Si dans un État il n’y avoit pas d’entrepreneurs qui pussent faire du profit sur l’argent ou sur les marchandises qu’ils empruntent, l’usage de l’intérêt ne seroit pas probablement si fréquent qu’on le voit. Il n’y auroit que les Gens extravagans & prodigues qui feroient des emprunts. Mais dans l’habitude où tout le monde est de se servir d’entrepreneurs, il y a une source constante pour les emprunts & par conséquent pour l’interêt. Ce sont les Entrepreneurs qui cultivent les terres, les Entrepreneurs qui fournissent le pain, la viande, les habillemens, &c. à tous les Habitans d’une ville. Ceux qui travaillent aux gages de ces Entrepreneurs, cherchent aussi à s’ériger eux-mêmes en Entrepreneurs, à l’envie les uns des autres. La multitude des Entrepreneurs est encore bien plus grande parmi les Chinois ; & comme ils ont tous l’esprit vif, le génie propre pour les entreprises, & une grande constance à les conduire, il y a parmi eux des Entrepreneurs qui parmi nous sont fournis par des gens gagés : ils fournissent les repas des Laboureurs, même dans les champs.
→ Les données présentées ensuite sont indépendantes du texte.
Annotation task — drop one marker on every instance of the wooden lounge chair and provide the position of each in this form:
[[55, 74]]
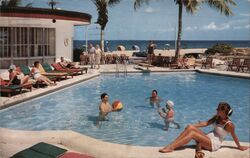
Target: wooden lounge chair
[[26, 71], [246, 64], [75, 71], [208, 63], [10, 89], [234, 64], [59, 75]]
Et c’est peut-être cette multitude de bas Entrepreneurs, & des autres, de classe en classe, qui, trouvant le moïen de gagner beaucoup par la consommation sans que cela soit sensible aux consommateurs, soutiennent le prix de l’interêt dans la plus haute classe à trente pour cent; au lieu qu’il ne passe guere cinq pour cent dans notre Europe. L’interêt a été à Athênes, du tems de Solon, à dix-huit pour cent. Dans la République romaine il a été le plus souvent à douze pour cent, on l’y a vu à quarante huit pour cent, à vingt pour cent, à huit pour cent, à six pour cent, au plus bas à quatre pour cent : il n’a jamais été si bas librement que vers la fin de la République & sous Auguste après la conquête de l’Égypte. L’Empereur Antonin & Alexandre Severe, ne réduisirent l’interêt à quatre pour cent, qu’en prêtant l’argent public sur l’hypotheque des terres.